İL ÖZEL İDARESİ VE BİR YOLSUZLUK HİKAYESİ
İl özel idaresi ve üst düzey yöneticileri her zaman bu şehirde mercek altında olmuştur.
Bu şehirde bir kurumla ilgili hangi özel sohbette;
Kötü yönetim adına, Yolsuzluk adına, Haksızlık adına, Hırsızlık adına,
Talan adına bir örnek verilse İl özel İdaresi üzerinden verilir.
Bu örneği verenlerde, bunu dinleyenlerde hatta bu şehirdeki hemen hemen herkes İl Özel idaresinin
Bir hukuksuzluk, haksızlık, hırsızlık, yolsuzluk müessesesi haline geldiğini bilir ama hiç kimse ses çıkarmaz.
Bilip de susmak ‘haksızlık karşısında susan dilsiz şeytandır’ kelam-ı kibarı fehvasınca bir insana yakışır bir özellik değildir.
Fakiri çok olan şehirlerde bir nevi ulufe dağıtır gibi çalışan kurumların haksızlık, yolsuzluk, hırsızlık gibi kötü eylemlerini ortaya dökmek, saçmak, açıklamak, hatta ispatlamak oldukça zordur.
Ben zoru severim.
Haksıza çanak tutmak yerine onu en acımasız şekilde eleştirmeyi yeğlerim.
Bu benim tarzım.
Gri tonları sevmem ya beyazımdır ya da siyah, ya severim ya da sevmem.
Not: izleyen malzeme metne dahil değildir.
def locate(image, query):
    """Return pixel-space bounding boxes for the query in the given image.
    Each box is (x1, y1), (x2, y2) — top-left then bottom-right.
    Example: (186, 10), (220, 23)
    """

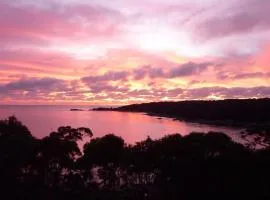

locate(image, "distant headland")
(91, 98), (270, 126)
Ümmeti muhammedin, fakirin fukaranın, garibin gurebanın hakkını yiyen, yediren yenilmesine göz yumanı sevmem sevemem.
Özel idarenin malı deniz mi yemeyen domuz mu tekerlemesine vereceğim cevap bellidir.
LAFIM ORTAYA İLLAKİ ALANA TÜRÜNDEN SORULAR
İl Özel idaresinde üst düzey yöneticiler üzerinden iş yaptıran yandaş kayıran kollatan var mı ?
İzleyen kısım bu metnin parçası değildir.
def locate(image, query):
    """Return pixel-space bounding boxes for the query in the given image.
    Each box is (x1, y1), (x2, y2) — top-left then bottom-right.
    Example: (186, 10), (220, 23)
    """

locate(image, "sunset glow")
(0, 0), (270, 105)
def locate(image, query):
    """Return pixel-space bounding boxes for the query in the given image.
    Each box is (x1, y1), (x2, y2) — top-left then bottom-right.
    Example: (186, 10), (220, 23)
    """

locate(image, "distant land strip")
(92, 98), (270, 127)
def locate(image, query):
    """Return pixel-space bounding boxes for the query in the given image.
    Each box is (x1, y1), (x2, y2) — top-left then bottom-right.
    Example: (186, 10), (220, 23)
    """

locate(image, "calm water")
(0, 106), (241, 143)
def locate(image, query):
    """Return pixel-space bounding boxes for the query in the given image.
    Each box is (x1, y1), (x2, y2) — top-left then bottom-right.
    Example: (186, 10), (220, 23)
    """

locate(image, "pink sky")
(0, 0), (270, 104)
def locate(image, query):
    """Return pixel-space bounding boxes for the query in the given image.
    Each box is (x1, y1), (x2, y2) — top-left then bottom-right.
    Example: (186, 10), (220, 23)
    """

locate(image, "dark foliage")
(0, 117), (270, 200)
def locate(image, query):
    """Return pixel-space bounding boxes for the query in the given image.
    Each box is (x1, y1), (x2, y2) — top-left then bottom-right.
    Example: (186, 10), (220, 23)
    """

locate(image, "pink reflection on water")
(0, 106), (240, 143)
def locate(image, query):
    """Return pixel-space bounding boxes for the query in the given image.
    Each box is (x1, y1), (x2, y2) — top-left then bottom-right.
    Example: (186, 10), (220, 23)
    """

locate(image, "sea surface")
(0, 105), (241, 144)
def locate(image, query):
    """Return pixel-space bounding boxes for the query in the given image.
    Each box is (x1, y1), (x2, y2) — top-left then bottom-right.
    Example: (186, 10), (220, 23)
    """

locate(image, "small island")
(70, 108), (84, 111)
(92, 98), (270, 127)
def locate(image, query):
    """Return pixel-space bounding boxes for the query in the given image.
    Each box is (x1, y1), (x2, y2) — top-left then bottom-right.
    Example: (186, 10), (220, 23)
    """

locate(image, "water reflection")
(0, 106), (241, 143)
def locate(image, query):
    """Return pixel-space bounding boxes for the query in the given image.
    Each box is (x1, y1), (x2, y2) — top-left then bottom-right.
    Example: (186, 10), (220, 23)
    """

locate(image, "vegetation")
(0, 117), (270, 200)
İl özel idaresi üzerinden şahsına birinci, ikinci, üçüncü derece akrabalarına taahhüt işini alan siyasetçi, parti yöneticisi, üst düzey bürokrat var mı?
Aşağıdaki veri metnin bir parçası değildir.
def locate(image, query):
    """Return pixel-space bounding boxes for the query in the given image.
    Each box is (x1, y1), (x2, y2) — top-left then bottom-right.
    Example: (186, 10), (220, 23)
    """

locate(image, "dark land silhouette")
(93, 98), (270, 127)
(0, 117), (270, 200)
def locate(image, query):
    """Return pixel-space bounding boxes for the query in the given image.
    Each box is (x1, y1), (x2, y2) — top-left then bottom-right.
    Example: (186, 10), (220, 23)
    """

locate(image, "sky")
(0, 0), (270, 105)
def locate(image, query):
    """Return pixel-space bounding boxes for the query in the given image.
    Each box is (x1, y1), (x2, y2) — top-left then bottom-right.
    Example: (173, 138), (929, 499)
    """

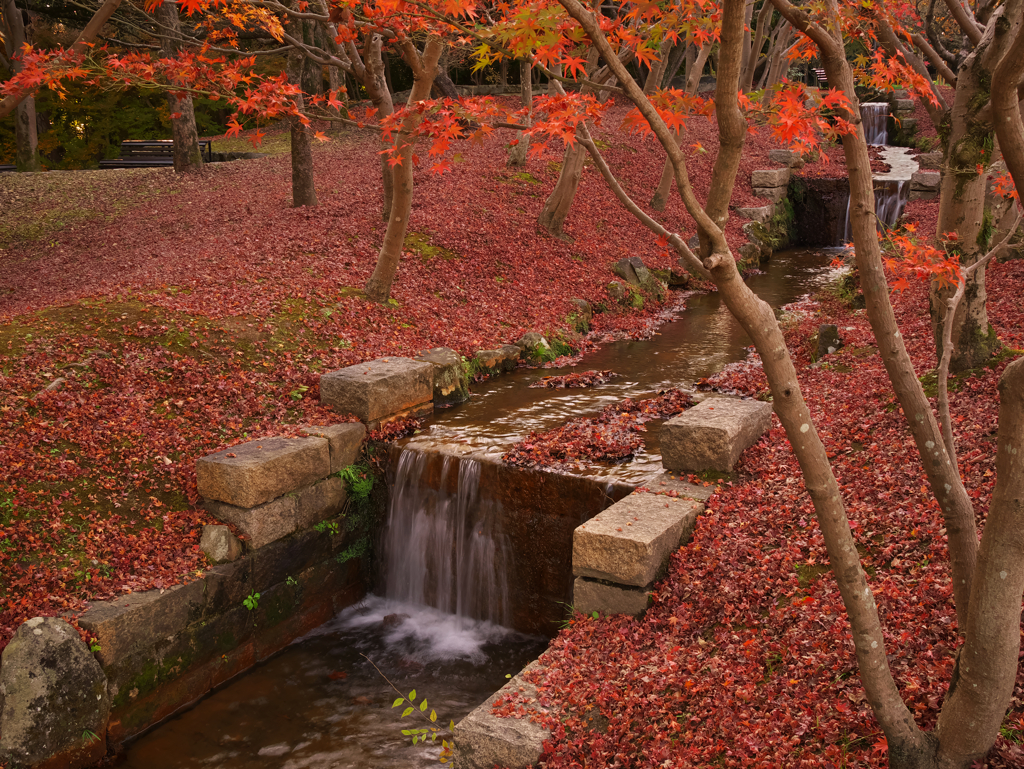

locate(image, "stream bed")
(114, 249), (838, 769)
Bu şehirde Rüzgâr ne yöne dönerse, rüzgâr ne yönden eserse o yöne dönenler var.
Bu şehirde Döne döne dönek olanlar var.
Döne döne dönek olmak yükselen değer oldu.
Dün desteklediğine bu gün küfür eden, bugün kötü dediğine yarın alkış tutanlara ben dönek bile demiyorum.
Biraz ağır kaçacak ama inanıyorum ki çuk oturacak ‘etek giyin’ be kardeşim.
Dansöz Asena bile sizin kıvırmanız karşısında mesleği bırakır âlim Allah.
Utanmak nasıl bir şey?
Hayâ nedir?
Ya onurlu yaşamak?
Ve yahut dik durmak?
Şeref nedir veya şerefli olmak nasıl bir şey?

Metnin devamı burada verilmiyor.